Ce matin, l’honorable Marc Miller a annoncé un plafond d’admission pour les demandes de permis d’études internationaux pour une période de deux ans. Pour 2024, le plafond devrait être de 360 000 permis d’études approuvés, ce qui représente une baisse de 35 % par rapport à 2023. Outre le plafond, le ministre de l’immigration a également annoncé de nouvelles restrictions sur l’admissibilité au permis de travail post-diplôme (PGWP) afin de réduire les admissions d’étudiants internationaux inscrits dans des collèges privés.
Selon Immigration, Réfugiés et Citoyenneté Canada (IRCC), ces réformes et d’autres récemment annoncées (par exemple, l’augmentation de l’exigence de preuve de soutien financier) “visent à garantir que les étudiants authentiques reçoivent le soutien dont ils ont besoin et disposent des ressources nécessaires pour vivre une expérience d’étude enrichissante au Canada, tout en stabilisant le nombre global d’étudiants qui arrivent et en réduisant les pressions sur le logement, les soins de santé et d’autres services au Canada”.

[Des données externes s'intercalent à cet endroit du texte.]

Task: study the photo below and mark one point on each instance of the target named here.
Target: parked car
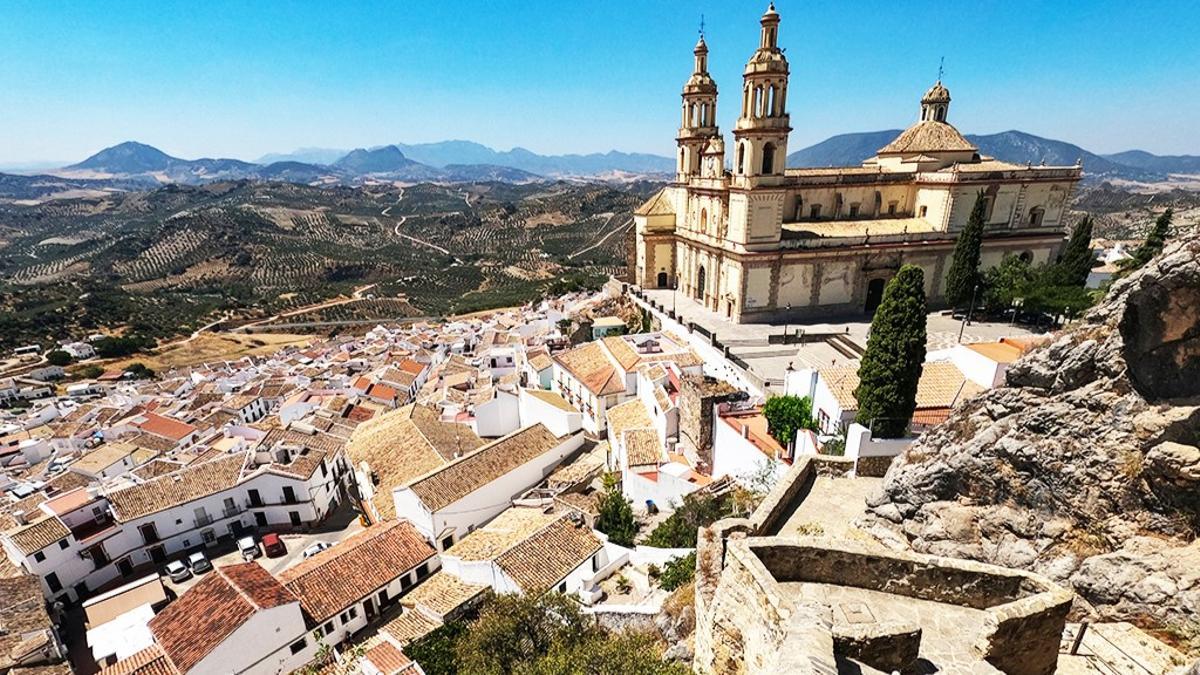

L’ACAI souhaite profiter de cette occasion pour mettre en lumière d’autres moyens de mieux protéger les étudiants internationaux et de promouvoir l’intégrité de nos systèmes d’enseignement supérieur et d’immigration :
- Les gouvernements fédéral et provinciaux doivent travailler ensemble pour déterminer comment financer notre système d’enseignement supérieur de manière plus durable, afin que les collèges et les universités ne dépendent plus autant des étudiants étrangers pour financer leurs activités.
- Le gouvernement fédéral doit fixer des attentes plus réalistes aux étudiants internationaux quant à la possibilité d’obtenir la résidence permanente après l’obtention de leur diplôme. Le gouvernement fédéral, de concert avec les collèges, les universités et les consultants en immigration, continue de vanter les mérites des filières TR et RP du Canada, alors qu’en réalité, l’obtention de la RP est un processus très compétitif qui est loin d’être gagné d’avance.
- IRCC pourrait envisager de relever les exigences en matière de maîtrise de l’anglais et du français afin que les étudiants étrangers approuvés soient mieux armés pour réussir dans les salles de classe, l’économie et la société canadiennes.
- Réintroduire l’évaluation de l’impact sur le marché du travail après l’obtention du diplôme (LMIA) pour les diplômés internationaux, afin que les employeurs confrontés à de véritables pénuries de main-d’œuvre puissent obtenir des permis de travail pour les diplômés internationaux possédant des compétences recherchées. Cela peut également aider ces diplômés internationaux à améliorer leurs chances de passer à la RP.
- Mieux réglementer la conduite des consultants en immigration au Canada et à l’étranger afin de les dissuader d’adopter un comportement contraire à l’éthique ou de collaborer avec des agents non autorisés qui exploitent les étudiants étrangers.
L’ACAI reconnaît que la croissance importante de la population étudiante internationale du Canada a créé des défis importants en matière d’intégrité et estime qu’il incombe aux gouvernements du Canada de faire davantage pour offrir aux étudiants canadiens et internationaux une meilleure expérience. L’ACAI espère que de tels efforts mèneront à une voie plus durable pour le programme des étudiants internationaux du Canada. Les étudiants étrangers enrichissent le Canada de bien des façons et sont essentiels à notre compétitivité mondiale. Il est donc impératif que le Canada remette son programme d’étudiants étrangers sur la bonne voie afin que nous puissions maintenir les avantages économiques et sociaux que les étudiants étrangers apportent pour de nombreuses décennies à venir.